The code executes perfectly!

Features Galore

- But wait, I didn’t mention the best part. You now have… AUTO-COMPLETE.
- When you generate graphs even via Matplotlib, you can SCROLL IN and OUT EASILY.
- You can explore data productively with the right extensions:
- Excel Viewer: Read CSV’s and Excel’s in VS Code like you would in Excel:

2. SandDance: Visualizations on your CSV data:

- One more thing. (There is always a one-more-thing, isn’t there?) DEBUGGING.

You can look at all the active variables in the kernel in a single pop-up. You can not only check on individual variables, but you can also expand on data-frames. Filter, sort, play with them. WUT.

And yes, you can hit F10 in a single cell and execute the code line by line.

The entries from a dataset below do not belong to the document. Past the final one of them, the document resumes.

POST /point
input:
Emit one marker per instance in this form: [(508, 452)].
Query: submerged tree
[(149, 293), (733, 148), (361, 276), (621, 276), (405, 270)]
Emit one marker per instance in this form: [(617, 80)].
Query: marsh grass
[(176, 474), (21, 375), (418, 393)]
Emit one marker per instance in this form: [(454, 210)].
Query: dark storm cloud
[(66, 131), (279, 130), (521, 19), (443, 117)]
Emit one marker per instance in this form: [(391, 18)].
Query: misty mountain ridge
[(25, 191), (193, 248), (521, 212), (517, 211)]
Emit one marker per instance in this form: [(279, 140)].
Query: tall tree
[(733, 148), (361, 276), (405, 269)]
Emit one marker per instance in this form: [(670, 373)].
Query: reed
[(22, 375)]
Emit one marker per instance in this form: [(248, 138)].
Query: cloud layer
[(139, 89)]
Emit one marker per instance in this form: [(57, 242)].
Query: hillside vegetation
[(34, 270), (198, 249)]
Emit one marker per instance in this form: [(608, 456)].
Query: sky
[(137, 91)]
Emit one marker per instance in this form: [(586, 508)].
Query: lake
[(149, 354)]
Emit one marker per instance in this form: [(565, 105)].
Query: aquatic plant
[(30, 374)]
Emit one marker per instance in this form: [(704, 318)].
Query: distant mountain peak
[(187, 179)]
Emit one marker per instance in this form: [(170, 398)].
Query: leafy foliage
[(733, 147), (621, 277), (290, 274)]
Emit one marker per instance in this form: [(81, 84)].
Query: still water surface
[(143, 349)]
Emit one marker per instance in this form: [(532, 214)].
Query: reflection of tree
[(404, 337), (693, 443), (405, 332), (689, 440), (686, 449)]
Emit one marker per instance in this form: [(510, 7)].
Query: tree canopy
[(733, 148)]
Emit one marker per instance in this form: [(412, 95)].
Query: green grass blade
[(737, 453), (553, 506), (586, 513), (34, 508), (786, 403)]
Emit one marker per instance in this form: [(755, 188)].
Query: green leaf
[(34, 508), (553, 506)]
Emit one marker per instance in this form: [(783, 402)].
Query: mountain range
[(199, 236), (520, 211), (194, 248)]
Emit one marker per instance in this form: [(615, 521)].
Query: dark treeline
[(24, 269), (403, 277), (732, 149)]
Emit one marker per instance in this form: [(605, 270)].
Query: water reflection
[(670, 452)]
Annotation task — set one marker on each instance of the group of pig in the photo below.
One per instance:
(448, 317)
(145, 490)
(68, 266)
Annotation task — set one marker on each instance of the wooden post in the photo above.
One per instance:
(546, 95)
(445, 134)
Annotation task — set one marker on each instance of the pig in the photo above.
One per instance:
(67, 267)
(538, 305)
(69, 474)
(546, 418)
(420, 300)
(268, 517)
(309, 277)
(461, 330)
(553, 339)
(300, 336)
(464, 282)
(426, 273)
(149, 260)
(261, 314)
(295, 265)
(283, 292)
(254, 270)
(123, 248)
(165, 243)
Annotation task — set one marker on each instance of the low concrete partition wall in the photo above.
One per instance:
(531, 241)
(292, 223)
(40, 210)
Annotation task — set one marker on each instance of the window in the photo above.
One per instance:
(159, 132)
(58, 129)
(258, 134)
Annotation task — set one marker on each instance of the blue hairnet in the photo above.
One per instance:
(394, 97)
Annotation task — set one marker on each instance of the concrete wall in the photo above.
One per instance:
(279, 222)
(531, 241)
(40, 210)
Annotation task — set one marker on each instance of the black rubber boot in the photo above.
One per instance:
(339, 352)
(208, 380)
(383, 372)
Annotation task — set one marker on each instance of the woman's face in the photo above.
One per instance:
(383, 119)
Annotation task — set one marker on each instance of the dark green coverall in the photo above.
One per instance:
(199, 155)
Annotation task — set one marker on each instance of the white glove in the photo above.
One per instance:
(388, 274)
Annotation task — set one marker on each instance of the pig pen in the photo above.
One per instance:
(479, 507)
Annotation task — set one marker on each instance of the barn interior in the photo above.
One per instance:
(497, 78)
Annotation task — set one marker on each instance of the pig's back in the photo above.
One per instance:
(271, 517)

Nifty! And this, young padawan, THIS is how we roll.
Exporting Environments
Now that you’ve setup your environment and tool, you would want to share your work with others. This is where having dedicated virtual environments really shine. Before you share your *.ipynb file, you’d want to navigate back to your open Windows Terminal window, navigate to the envs folder you created earlier, and type the following (feel free to change the name of the file from environment.yml
to something more suitable):
❯ conda env export --from-history > environment.yml
When you share your *.ipynb file, be sure to share this yml file as well. That way, your recipient will be able to restore your environment at their end as well. They would need to enter the following at their command-line:
❯ conda env create -f environment.yml
Note: In theory, it may be possible to hit conda env export > environment.yml
However, that will list all the libraries that were installed as dependencies to the ones you had chosen. These dependencies can be OS-dependent and may not play well across all platforms. Adding a --from-history
restricts the libraries to only those that you have installed yourself. This allows conda to choose the dependencies specific to your recipient’s platform.
So there you have it, folks. With this set-up, you can:
- Monitor state: Line-by-line debugging and monitoring variables, yo.
- IntelliSense/ AutoComplete: It just works(tm).
- "Known" kernels: You have clarity on what kernels to use and how.
- Reading other notebooks: Reading notebooks made by others is often a pain, as you aren’t sure what version of the libraries they have used.
- Dependency Control: Have the right set of libraries updated to the right version at all times, including when you share the notebooks over.
To misquote Edgar Dijikstra, Jupyter notebooks may be considered harmful, if you don’t follow well-established principles of software engineering. But with the right tools, and the right discipline, they can actually aid your exploratory data analysis.
In the next few posts, I will further explain an even more productive way of sharing notebooks involving Docker containers, and will briefly touch upon the expository aspects of data analysis. For now, bask in the full glory that is a well-rounded toolkit to perform Expository Data Analysis.